PHILIPPE MEUNIER


Le monde de Julien - 2


LE MONDE DE JULIEN - 2E PARTIE




Premier chagrin d'amour

En 7e (aujourd’hui, on dit CM2), Julien était assis au premier rang de la classe. Juste devant le bureau de la maîtresse. Premier de la classe oblige. C’était à l’école Tipaerui, à l’entrée de Papeete. Les salles de classes n’avaient que trois murs. Un architecte génial avait résolu le problème de la torpeur tropicale en laissant un côté, l’entrée, complètement ouvert sur la fraîcheur d’un jardin luxuriant. Nul besoin de brasseur d’air et encore moins de climatiseur. L’alizé faisait son oeuvre à merveille.
A deux pupitres de lui était assise la belle Léone. Une Marquisienne brune à l’air farouche, avec ses cheveux noirs épais toujours bien coiffés en deux tresses qui mettaient en valeur son gracieux visage. Elle avait l’air tellement bien dans sa peau, à la fois souriante et imposant le respect. Un univers à part, inaccessible. Julien était sous le charme.
Un jour, n’y tenant plus, il décide de déclarer sa flamme. Il écrit sur un bout de papier: « Léone, je t’aime! » Agrémenté d’un coeur vermillon. Il plie la feuille en quatre et fait signe à son voisin de faire passer. Il surveille Léone du coin de l’oeil tandis qu’elle reçoit le billet doux. Elle le lit puis inscrit quelque chose dessus et le renvoie. Julien, le coeur battant, déplie et lit le message: « Je ne t’aime pas,
uri ». Julien relis, déconcerté. C’est surement une tournure de style. Une anti-phrase. Julien demande à son voisin de table qui domine la langue tahitienne: Ça veut dire quoi « uri »? « Chien! », répond son camarade. La probabilité d’une tournure de phrase venait de voler en éclat. Chien?!
Avec le recul, Julien s’était dit que c’était mieux ainsi. De toute façon Léone était une lionne et elle aurait écharpé le blondinet timide mais audacieux en trois coups de griffes.

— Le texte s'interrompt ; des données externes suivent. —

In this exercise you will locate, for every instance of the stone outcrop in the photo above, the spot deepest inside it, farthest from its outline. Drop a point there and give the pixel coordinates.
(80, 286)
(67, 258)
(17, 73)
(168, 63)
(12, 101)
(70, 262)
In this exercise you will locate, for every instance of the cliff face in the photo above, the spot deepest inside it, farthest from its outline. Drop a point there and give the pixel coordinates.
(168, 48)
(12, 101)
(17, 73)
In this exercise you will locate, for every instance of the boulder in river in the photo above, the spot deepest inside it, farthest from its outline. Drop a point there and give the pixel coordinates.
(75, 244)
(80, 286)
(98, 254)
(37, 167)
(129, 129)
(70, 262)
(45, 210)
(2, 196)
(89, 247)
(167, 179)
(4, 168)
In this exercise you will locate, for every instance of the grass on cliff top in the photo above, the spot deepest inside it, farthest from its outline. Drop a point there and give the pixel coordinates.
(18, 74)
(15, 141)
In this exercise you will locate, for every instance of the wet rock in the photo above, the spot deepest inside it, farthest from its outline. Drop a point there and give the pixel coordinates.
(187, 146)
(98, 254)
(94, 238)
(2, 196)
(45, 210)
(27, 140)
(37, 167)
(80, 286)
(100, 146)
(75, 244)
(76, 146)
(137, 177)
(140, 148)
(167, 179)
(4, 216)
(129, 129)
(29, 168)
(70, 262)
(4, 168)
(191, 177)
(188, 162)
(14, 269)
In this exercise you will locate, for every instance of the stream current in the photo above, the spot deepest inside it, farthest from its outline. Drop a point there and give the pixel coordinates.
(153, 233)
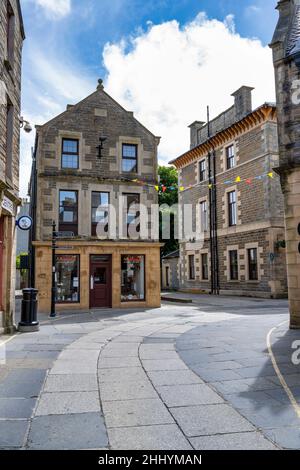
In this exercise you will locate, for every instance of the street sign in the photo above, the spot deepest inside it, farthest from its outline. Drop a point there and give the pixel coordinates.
(24, 222)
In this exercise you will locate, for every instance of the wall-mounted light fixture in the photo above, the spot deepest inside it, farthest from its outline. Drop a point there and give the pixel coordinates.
(102, 139)
(25, 125)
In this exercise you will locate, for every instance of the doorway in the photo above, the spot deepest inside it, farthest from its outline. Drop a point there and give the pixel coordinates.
(100, 281)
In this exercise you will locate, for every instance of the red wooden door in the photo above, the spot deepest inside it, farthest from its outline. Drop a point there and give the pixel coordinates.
(100, 281)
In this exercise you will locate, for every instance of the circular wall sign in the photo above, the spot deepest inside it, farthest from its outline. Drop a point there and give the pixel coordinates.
(25, 222)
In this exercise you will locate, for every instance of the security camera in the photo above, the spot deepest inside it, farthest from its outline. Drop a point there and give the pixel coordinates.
(27, 128)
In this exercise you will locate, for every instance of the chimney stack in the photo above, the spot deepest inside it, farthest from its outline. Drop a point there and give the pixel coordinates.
(194, 127)
(242, 102)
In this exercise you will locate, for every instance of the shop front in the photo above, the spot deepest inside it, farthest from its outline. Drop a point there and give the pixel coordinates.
(99, 275)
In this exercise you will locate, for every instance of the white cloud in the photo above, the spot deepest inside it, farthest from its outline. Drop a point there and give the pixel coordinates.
(55, 8)
(168, 74)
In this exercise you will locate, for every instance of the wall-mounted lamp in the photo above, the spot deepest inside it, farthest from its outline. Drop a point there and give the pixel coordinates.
(25, 125)
(102, 139)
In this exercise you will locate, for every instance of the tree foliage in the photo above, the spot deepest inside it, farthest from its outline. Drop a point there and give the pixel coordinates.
(169, 180)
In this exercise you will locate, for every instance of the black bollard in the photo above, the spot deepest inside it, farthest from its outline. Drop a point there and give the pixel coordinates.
(29, 321)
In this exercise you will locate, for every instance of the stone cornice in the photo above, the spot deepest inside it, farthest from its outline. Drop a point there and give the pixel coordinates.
(264, 113)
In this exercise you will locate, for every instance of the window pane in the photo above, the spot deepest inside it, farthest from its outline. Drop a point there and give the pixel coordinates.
(129, 151)
(70, 146)
(70, 161)
(204, 259)
(192, 267)
(68, 198)
(132, 278)
(233, 258)
(252, 263)
(129, 166)
(100, 203)
(67, 278)
(203, 216)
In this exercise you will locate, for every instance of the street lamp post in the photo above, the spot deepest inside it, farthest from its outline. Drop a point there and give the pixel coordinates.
(53, 287)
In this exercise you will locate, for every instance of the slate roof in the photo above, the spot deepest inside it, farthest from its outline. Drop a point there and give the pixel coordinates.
(293, 43)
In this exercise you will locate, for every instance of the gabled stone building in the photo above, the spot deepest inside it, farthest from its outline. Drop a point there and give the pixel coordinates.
(286, 55)
(237, 203)
(94, 190)
(11, 41)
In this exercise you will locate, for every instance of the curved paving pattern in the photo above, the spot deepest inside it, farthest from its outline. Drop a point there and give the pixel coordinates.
(240, 369)
(126, 387)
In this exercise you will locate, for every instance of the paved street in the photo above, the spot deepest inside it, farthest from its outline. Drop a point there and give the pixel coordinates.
(185, 376)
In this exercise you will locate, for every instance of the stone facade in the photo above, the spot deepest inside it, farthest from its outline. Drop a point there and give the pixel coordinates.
(11, 41)
(259, 209)
(286, 54)
(97, 115)
(170, 271)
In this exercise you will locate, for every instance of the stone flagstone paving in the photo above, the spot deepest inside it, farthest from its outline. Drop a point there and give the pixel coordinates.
(181, 377)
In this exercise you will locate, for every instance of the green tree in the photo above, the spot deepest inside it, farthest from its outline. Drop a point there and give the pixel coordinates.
(169, 182)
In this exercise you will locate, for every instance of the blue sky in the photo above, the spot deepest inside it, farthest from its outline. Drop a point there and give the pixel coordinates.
(65, 41)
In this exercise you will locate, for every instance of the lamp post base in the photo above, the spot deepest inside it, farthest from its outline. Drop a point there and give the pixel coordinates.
(28, 328)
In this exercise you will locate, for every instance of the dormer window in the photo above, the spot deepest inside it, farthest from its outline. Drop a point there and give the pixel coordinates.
(129, 158)
(70, 154)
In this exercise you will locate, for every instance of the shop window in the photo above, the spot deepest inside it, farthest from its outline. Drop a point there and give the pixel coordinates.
(132, 278)
(67, 278)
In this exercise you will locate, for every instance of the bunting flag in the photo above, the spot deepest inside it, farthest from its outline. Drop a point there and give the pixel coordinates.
(162, 188)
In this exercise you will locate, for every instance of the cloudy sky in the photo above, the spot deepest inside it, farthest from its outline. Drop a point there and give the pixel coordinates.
(166, 60)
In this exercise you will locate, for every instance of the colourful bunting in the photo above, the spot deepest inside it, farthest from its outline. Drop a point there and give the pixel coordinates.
(163, 188)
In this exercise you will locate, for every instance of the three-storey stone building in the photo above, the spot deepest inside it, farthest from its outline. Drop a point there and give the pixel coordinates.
(11, 41)
(96, 193)
(237, 203)
(286, 55)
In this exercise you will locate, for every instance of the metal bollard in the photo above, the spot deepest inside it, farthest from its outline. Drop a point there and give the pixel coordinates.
(29, 321)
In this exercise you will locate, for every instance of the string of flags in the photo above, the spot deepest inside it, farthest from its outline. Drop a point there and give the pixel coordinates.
(163, 188)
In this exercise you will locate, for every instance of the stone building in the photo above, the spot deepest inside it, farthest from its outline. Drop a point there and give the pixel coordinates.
(170, 271)
(81, 185)
(11, 41)
(286, 54)
(231, 160)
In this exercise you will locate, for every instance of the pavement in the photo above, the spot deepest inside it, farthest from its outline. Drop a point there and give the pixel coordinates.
(182, 377)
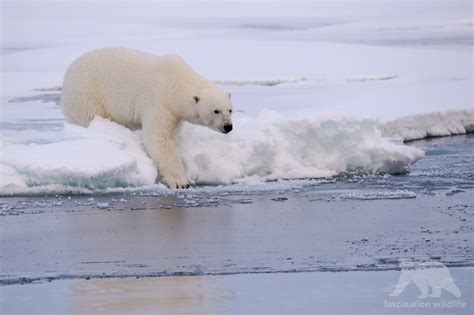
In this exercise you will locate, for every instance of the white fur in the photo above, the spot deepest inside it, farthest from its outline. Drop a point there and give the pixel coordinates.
(137, 89)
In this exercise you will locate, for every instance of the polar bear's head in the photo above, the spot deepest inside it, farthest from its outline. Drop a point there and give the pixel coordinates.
(214, 109)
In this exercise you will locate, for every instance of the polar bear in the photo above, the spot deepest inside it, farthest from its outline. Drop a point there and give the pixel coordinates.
(156, 93)
(425, 275)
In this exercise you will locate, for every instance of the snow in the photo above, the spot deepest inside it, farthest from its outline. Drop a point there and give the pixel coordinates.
(437, 124)
(319, 88)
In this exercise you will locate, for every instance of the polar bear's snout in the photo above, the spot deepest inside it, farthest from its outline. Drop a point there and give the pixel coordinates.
(227, 128)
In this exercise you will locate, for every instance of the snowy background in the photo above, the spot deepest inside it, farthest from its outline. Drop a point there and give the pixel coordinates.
(319, 88)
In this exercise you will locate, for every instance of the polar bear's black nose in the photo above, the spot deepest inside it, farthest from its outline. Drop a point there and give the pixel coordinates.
(227, 128)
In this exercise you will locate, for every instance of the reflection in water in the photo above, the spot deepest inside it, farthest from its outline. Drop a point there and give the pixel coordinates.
(176, 295)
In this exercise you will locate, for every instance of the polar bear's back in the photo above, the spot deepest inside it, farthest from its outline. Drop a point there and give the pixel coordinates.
(115, 82)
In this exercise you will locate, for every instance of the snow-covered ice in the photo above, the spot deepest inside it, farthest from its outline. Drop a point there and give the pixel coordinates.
(319, 88)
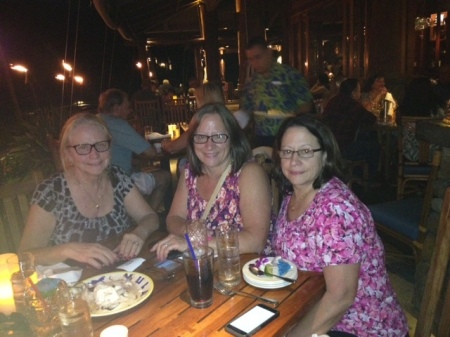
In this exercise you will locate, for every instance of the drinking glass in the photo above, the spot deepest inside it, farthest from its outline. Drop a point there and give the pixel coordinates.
(227, 240)
(74, 312)
(22, 270)
(200, 276)
(41, 307)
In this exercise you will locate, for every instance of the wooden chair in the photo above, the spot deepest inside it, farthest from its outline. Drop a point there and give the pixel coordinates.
(263, 155)
(14, 205)
(435, 287)
(53, 146)
(150, 113)
(176, 111)
(411, 171)
(364, 179)
(405, 219)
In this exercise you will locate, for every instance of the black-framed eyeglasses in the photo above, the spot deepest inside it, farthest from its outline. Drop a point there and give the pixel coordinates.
(220, 138)
(302, 153)
(84, 149)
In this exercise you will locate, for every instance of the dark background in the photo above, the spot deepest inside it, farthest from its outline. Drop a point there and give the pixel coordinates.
(39, 34)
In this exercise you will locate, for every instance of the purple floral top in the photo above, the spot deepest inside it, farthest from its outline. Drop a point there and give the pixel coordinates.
(337, 228)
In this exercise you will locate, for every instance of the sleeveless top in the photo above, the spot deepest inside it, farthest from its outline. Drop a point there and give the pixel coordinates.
(54, 196)
(225, 210)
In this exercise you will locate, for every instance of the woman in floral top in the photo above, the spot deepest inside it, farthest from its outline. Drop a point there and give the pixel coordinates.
(244, 198)
(322, 226)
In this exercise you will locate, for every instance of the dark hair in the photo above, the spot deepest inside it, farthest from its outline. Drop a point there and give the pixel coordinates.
(257, 41)
(240, 150)
(333, 166)
(420, 99)
(370, 81)
(109, 98)
(348, 86)
(323, 79)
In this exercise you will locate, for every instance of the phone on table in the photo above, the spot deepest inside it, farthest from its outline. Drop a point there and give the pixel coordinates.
(252, 321)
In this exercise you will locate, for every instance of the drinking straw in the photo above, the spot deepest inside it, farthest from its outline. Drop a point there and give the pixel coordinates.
(191, 249)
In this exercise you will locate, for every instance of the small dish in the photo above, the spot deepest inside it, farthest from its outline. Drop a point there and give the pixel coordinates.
(143, 283)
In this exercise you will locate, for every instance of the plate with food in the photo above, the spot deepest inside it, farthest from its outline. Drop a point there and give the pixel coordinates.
(115, 292)
(258, 272)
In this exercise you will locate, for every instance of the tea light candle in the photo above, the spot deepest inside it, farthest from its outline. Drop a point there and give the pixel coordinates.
(7, 305)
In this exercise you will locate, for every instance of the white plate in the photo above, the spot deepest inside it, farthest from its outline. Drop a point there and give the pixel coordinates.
(268, 282)
(142, 281)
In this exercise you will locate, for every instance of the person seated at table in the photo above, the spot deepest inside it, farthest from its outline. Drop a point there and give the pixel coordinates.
(350, 123)
(73, 211)
(374, 92)
(243, 200)
(420, 100)
(204, 94)
(113, 108)
(323, 227)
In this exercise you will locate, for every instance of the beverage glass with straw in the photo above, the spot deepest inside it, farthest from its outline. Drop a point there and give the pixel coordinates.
(199, 269)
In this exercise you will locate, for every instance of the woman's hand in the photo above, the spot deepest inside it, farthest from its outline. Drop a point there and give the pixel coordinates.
(170, 242)
(93, 254)
(129, 247)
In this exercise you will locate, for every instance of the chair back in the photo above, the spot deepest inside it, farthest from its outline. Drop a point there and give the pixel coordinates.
(53, 146)
(14, 206)
(149, 113)
(435, 288)
(176, 111)
(411, 170)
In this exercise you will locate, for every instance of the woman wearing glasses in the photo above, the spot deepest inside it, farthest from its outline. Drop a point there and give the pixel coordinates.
(90, 201)
(323, 227)
(244, 197)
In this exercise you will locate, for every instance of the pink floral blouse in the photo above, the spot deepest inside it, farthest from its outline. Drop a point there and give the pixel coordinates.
(338, 228)
(226, 208)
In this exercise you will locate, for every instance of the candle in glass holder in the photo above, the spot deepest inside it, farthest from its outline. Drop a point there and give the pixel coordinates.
(7, 305)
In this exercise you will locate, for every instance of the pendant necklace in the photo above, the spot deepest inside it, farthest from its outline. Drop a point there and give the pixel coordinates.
(99, 198)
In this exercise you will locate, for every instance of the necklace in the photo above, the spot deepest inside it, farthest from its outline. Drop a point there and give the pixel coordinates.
(99, 198)
(294, 201)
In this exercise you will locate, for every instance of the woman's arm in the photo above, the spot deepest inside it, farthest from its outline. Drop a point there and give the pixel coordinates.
(341, 286)
(35, 239)
(256, 206)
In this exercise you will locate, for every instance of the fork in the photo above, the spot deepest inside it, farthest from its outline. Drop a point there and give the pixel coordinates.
(228, 292)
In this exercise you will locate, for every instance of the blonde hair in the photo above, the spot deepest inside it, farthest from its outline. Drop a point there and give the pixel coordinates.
(82, 118)
(208, 93)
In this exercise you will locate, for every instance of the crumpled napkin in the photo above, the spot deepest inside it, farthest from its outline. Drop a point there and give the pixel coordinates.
(61, 271)
(132, 264)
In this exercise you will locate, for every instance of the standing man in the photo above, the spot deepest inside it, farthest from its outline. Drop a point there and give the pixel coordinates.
(114, 107)
(274, 92)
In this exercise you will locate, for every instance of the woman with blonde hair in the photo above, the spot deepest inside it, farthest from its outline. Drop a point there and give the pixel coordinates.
(73, 212)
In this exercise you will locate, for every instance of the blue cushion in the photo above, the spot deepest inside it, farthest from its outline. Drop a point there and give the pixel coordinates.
(402, 216)
(416, 170)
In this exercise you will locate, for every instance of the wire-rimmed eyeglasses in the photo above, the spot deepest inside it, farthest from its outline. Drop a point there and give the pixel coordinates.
(302, 153)
(220, 138)
(84, 149)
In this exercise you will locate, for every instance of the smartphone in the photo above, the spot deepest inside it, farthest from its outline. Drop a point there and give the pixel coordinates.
(252, 321)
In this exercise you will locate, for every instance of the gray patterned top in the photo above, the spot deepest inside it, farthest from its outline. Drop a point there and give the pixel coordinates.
(53, 195)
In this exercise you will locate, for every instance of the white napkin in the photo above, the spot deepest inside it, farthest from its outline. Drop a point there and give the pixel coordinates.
(132, 264)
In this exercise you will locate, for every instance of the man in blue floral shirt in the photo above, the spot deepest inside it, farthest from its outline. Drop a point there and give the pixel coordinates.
(274, 92)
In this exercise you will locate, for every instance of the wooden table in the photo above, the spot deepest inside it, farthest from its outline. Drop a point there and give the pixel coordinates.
(167, 311)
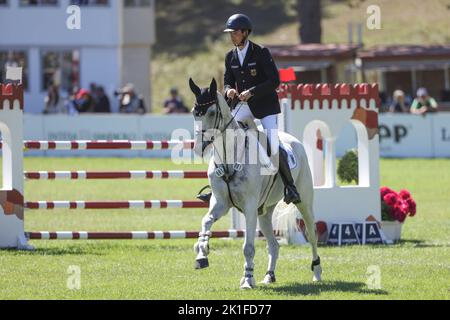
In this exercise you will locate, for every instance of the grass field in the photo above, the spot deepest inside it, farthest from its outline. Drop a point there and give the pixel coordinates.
(416, 268)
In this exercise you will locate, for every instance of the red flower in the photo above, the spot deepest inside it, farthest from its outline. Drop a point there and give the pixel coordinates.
(390, 199)
(404, 194)
(397, 206)
(411, 207)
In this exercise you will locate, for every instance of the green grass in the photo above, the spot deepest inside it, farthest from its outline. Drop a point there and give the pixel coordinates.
(416, 268)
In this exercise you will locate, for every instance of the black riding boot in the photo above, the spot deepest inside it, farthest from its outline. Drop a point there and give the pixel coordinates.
(290, 193)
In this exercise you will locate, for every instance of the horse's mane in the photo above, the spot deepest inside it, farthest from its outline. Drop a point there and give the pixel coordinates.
(226, 109)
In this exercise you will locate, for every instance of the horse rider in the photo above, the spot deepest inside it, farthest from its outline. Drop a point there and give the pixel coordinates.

Bien plus tard dans sa vie, Julien a rencontré une jeune femme. Elle était réceptionniste à l’Alliance française de Rio de Janeiro. Julien venait la voir presque tous les jours. Il la regardait derrière son comptoir, ses cheveux noirs impeccablement coiffés en deux tresses épaisses qui rehaussait son visage farouche de sud américaine. Elle semblait si sure d’elle, à la fois souriante et imposant le respect. Mystérieuse et inaccessible. Une lionne à coup sûr.
Un jour, Julien est venu avec un papier sur lequel il avait écrit quelque chose. Il l’a tendu à la belle Amazone. Pendant qu’elle le lisait, Julien était attentif au moindre changement dans son visage. Elle a fini par lever la tête. Elle l’a regardé dans les yeux, a pris son stylo et a écrit quelque chose sur le papier.
C’était un formulaire de demande de mariage.
C’était en 1978. Julien et Regina sont toujours mariés. Ils ont eu trois enfants, cinq petits enfants et pas mal de chiens.
Les rêves sont inaccessibles. Quand on n’ose pas tendre la main.